First I will explain what i try to do:
I need to know how many visitors has visited at least two articles from a given set of articles (rather at least two articles in each issue printed). This could be done with content groups (or so it is said) but that does not work with old data. This could be done in BigQuery, but that also does not work with old data (and i did not get clean results when i did it with new data either). And for reporting reasons I need to use old data as well.
How to do it in google API:
First i check how many users has read any article in a given issue. Lets call those users A (and the set of articles S)
Then for a given article s I check how many has read at least one of the other articles (lets call it A_ñ) Now to se how many users that has read only a_n I can extract A_ñ from A)
Now the sum of those A_n is the amount of users that has read only one article from the issue, and If i extract that sum from A, I get the amount of users that has read at least 2 articles.
This method works fine. Until, for some reasons it starts to get inconsistent results from the Google Data API.
The inconsistency is predictable and follows some kind of wave function. Not all issues of the year do have this problem, but all that do share the wave structure (but the periodicity seems to differ (not enough data to tell for certian, though))

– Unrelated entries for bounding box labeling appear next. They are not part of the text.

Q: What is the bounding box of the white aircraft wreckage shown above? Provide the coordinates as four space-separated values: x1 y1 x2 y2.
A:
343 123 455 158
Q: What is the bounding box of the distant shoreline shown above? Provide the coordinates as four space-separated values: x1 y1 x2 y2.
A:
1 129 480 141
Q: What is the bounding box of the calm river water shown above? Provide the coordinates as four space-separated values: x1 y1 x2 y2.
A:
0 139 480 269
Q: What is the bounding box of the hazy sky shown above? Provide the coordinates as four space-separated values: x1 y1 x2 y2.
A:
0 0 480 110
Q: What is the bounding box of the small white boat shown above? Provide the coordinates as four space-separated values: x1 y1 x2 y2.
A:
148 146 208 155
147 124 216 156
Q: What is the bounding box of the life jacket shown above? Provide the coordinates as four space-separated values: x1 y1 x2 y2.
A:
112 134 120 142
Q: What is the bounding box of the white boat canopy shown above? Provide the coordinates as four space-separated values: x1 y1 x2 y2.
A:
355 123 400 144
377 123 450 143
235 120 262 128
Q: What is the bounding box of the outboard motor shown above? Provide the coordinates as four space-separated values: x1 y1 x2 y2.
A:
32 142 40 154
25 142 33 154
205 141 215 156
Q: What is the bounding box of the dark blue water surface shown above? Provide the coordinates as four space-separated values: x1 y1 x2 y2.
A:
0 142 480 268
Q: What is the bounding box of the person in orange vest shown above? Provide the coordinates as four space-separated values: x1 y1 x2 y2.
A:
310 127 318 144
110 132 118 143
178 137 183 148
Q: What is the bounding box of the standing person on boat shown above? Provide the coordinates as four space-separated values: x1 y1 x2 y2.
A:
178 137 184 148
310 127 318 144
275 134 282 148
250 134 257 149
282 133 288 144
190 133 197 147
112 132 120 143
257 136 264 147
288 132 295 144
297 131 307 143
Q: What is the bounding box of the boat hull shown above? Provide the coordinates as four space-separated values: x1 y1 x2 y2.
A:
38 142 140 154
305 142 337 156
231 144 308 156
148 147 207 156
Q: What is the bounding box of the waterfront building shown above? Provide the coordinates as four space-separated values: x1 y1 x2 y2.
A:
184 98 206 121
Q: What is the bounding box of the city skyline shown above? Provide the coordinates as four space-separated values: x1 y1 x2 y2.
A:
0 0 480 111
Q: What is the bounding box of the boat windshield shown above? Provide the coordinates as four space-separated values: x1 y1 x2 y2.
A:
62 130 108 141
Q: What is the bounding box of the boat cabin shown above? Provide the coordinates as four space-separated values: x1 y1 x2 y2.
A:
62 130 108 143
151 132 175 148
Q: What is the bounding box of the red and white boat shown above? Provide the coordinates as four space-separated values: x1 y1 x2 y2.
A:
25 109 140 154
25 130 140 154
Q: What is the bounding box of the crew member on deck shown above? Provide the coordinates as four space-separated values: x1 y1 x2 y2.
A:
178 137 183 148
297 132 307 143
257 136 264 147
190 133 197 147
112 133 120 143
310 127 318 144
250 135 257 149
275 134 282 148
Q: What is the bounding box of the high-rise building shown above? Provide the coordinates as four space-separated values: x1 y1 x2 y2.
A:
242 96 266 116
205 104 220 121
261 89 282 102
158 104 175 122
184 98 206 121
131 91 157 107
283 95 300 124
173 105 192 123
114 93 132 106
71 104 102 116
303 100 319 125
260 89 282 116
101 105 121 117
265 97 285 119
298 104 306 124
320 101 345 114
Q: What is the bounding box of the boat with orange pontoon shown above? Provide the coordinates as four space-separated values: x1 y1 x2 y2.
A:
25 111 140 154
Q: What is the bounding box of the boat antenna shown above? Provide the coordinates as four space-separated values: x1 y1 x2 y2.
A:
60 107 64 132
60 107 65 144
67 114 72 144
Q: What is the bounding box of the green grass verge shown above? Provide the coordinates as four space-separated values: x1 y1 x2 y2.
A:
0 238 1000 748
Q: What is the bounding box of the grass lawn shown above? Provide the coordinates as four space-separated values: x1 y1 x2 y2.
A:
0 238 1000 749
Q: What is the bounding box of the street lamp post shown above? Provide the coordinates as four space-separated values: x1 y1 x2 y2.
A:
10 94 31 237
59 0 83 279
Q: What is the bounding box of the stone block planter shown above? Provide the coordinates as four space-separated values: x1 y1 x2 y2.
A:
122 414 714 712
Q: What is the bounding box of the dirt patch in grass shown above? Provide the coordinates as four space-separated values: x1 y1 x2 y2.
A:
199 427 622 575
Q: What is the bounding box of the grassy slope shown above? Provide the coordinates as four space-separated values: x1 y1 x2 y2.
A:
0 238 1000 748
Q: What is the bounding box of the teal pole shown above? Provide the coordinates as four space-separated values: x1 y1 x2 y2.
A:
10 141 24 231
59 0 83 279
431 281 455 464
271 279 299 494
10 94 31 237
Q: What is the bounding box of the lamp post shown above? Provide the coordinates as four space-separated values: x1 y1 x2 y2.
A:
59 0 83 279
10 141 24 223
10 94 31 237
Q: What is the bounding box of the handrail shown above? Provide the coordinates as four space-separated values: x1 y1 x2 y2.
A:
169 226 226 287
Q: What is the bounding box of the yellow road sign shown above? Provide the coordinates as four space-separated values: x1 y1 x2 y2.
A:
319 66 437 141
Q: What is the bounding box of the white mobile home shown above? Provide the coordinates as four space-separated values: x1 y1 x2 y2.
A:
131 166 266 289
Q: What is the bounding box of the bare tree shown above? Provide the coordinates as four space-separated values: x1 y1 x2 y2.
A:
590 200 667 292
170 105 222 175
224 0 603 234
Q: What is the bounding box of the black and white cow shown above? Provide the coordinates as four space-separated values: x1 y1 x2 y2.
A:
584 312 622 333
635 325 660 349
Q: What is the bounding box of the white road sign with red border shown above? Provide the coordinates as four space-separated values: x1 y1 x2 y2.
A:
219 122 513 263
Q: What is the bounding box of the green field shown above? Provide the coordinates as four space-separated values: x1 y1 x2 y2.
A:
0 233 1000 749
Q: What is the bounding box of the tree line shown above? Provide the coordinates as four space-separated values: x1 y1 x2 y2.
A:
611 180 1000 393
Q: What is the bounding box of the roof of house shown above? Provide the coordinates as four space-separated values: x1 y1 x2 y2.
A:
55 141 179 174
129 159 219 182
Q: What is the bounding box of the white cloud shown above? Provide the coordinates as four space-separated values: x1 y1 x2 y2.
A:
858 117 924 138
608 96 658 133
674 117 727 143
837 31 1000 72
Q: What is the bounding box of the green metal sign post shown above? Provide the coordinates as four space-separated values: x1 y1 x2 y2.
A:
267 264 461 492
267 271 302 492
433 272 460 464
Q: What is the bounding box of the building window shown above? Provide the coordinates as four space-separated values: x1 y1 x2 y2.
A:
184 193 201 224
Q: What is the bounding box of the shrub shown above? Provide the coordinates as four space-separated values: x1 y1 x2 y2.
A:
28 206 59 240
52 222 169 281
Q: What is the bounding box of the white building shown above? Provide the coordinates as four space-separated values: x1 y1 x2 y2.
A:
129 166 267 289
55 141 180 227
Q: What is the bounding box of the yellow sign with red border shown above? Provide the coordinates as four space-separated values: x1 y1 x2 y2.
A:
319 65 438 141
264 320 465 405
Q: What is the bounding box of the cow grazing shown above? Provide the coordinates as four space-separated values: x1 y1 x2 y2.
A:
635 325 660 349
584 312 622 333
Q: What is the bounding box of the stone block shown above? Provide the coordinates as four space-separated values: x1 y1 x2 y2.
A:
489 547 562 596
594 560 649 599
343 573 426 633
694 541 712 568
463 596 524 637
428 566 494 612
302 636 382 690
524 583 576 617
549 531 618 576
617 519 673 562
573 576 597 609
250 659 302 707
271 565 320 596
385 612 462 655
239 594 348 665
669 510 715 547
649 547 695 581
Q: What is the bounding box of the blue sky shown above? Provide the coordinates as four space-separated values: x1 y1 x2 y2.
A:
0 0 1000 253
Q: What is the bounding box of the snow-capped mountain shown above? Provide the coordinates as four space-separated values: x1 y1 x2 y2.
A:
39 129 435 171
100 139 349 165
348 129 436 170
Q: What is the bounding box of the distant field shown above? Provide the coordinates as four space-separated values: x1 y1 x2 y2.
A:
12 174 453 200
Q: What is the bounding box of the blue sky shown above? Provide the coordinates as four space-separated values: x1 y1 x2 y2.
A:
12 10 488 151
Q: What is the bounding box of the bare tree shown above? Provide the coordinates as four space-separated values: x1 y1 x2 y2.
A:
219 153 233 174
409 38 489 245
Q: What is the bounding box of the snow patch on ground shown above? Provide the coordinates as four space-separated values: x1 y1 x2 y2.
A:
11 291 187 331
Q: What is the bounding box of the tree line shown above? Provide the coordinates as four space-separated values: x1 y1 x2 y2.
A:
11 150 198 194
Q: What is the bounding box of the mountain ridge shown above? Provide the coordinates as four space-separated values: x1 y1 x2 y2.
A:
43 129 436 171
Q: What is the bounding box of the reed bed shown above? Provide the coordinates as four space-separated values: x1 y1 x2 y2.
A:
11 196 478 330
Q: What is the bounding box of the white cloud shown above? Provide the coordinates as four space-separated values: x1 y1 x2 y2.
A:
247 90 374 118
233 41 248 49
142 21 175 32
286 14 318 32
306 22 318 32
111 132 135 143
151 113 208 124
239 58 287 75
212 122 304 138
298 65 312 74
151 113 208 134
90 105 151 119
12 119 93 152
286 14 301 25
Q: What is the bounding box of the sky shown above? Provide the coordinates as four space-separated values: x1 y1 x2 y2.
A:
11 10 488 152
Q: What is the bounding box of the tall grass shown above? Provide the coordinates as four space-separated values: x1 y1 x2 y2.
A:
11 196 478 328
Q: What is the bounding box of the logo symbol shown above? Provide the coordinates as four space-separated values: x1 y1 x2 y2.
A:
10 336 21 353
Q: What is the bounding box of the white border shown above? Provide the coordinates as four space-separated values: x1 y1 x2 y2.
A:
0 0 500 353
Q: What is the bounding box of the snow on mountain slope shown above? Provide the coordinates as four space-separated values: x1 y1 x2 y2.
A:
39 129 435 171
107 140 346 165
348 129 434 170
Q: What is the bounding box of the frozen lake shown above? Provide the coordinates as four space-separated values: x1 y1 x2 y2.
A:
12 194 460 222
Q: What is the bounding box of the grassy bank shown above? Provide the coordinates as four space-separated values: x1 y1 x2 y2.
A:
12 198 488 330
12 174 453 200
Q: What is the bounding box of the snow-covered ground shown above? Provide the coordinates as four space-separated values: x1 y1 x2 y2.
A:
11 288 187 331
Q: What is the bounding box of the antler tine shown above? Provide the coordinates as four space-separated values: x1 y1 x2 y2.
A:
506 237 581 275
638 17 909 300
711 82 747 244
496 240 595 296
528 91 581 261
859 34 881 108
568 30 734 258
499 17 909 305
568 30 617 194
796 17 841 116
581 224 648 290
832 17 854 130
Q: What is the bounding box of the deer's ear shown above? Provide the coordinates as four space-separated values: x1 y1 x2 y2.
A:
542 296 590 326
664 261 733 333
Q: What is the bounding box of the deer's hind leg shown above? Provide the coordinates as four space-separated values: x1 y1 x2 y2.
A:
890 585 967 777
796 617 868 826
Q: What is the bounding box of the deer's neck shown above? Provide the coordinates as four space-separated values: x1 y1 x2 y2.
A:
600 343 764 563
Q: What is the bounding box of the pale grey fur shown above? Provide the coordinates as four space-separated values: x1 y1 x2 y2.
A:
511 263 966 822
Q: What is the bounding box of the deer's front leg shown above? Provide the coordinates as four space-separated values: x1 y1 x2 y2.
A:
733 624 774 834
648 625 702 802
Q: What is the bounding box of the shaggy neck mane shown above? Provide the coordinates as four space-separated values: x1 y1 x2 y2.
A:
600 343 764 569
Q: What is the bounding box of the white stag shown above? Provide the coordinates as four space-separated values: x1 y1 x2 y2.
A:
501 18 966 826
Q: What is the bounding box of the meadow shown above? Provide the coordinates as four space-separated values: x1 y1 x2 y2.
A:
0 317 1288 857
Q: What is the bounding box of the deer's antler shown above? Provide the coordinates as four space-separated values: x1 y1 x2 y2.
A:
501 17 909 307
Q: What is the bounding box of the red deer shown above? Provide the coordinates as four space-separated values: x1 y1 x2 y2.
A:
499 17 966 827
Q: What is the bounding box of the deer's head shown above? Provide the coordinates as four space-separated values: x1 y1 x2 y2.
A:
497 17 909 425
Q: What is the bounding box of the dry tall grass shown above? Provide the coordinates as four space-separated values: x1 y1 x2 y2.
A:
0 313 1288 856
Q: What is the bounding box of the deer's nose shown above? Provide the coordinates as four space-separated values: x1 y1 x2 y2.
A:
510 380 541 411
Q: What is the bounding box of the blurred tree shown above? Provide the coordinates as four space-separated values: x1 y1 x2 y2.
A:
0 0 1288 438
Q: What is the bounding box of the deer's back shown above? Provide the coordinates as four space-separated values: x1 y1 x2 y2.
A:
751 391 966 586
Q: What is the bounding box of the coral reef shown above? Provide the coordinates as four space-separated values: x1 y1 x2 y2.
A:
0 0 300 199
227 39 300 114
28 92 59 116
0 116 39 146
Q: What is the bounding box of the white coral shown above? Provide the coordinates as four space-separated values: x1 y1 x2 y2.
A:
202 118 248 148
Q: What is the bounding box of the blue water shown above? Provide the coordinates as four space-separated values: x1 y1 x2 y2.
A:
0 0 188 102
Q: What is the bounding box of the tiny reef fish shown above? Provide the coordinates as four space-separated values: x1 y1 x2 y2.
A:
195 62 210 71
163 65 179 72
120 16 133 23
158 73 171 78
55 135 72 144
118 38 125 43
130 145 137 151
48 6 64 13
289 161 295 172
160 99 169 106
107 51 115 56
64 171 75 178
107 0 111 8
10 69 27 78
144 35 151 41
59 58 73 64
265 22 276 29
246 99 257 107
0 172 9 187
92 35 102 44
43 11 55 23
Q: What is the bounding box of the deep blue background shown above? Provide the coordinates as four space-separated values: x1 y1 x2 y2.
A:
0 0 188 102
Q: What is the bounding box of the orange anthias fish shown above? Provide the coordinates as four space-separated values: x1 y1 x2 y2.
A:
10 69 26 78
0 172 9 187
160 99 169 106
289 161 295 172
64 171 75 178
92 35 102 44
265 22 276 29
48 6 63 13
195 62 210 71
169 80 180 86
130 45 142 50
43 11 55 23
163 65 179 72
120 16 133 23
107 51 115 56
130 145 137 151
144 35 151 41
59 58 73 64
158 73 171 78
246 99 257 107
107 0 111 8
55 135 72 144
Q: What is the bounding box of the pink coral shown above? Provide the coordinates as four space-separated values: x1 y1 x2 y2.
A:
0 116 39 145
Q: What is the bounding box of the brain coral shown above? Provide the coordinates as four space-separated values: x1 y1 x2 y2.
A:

I’ve tried to change collection time of the data. In the beginning I asked for yesterdays data and thought the cause would be that the servers where not updated yet. But If i go back retroactively and ask for the data back a month, I get the same result as for yesterday (and for the data two days ago).
As there are alot of articles, and it works neatly in the set of few articles, it’s very hard to get the scale high enough in the graphical interface to replicate the error.
If you deem it needed I will update with the php code making the calls. But given the nature of the error, the pattern, I would prefer if the replies were from a systematic pov.